It is a chilly 27 below outside our cabin. If I go now, I can catch the last light over the Yukon.
I don extra layers. First, a felt lined canvas shirt followed by a woolen neck scarf to warm the chest. Next, an insulated sweatshirt zipped up and over the scarf, a solid seal against leakage. Up goes the hood, down goes a neck gator over it and around my face to hold the hood snug against my ears and warm my breath. I am a masked man dressed in black.
Arctic-weight woolen socks and felt-lined boots, jeans tucked in and heavy lined snow pants pulled down around them. Ultralight liners (NASA thermals gifted me by Virginia) under serious mittens. Twenty minutes and I am ready. I would never wear such precautionary dress just to walk to school, but I want to take my time and walk the river road today.
I’m at the river by 3 pm but already the light is fading fast.
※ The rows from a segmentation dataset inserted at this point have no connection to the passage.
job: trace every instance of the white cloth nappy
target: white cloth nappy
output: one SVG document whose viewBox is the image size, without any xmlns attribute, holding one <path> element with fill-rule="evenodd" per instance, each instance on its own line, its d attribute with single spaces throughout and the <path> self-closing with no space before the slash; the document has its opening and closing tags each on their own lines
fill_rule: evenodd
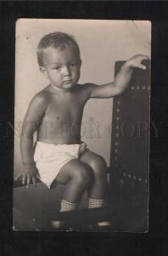
<svg viewBox="0 0 168 256">
<path fill-rule="evenodd" d="M 70 160 L 78 159 L 87 148 L 87 144 L 49 144 L 37 142 L 34 160 L 41 181 L 49 189 L 60 169 Z"/>
</svg>

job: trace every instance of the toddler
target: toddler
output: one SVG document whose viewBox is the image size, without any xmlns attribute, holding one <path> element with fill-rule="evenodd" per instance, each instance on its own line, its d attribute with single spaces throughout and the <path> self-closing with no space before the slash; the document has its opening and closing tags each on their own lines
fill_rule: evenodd
<svg viewBox="0 0 168 256">
<path fill-rule="evenodd" d="M 87 191 L 88 207 L 105 205 L 106 164 L 81 141 L 83 108 L 91 98 L 110 98 L 121 94 L 131 80 L 133 68 L 145 69 L 137 55 L 122 66 L 114 82 L 97 85 L 78 84 L 81 60 L 73 37 L 64 32 L 44 36 L 37 46 L 41 73 L 49 84 L 31 100 L 26 112 L 20 150 L 24 171 L 22 183 L 36 185 L 40 178 L 49 189 L 64 184 L 60 211 L 75 210 Z M 33 135 L 37 132 L 36 143 Z"/>
</svg>

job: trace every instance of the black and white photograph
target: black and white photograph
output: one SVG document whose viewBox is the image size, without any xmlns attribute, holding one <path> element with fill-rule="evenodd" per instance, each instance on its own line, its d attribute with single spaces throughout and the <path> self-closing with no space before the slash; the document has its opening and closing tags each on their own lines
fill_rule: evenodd
<svg viewBox="0 0 168 256">
<path fill-rule="evenodd" d="M 18 19 L 13 230 L 148 231 L 151 22 Z"/>
</svg>

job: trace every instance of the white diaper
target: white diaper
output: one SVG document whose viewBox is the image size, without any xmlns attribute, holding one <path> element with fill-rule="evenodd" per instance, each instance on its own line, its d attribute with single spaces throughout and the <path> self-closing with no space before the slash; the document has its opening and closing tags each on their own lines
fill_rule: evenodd
<svg viewBox="0 0 168 256">
<path fill-rule="evenodd" d="M 34 160 L 41 181 L 49 189 L 60 169 L 70 160 L 78 159 L 87 148 L 87 144 L 49 144 L 37 142 Z"/>
</svg>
It would have been better a half hour ago. I tramp through deep snow to get closer to the bank, my winter gear impregnable to the cold and damp. A raven glides past overhead, out over the river. Blackbirds flutter out of the willows and the pulse of their wings beat through the air like drums. No other sound breaks the turning of the earth. A low fog bank lies over the main channel, far offshore. There must be open water out there. I have time only for a few quick shots before the sky mutes to gray, then I turn and walk the river road a ways.
Thanksgiving is a day past. Outside, the world scurries about in a frenzy of buying and selling. But here, all is still and silent and I am grateful for it.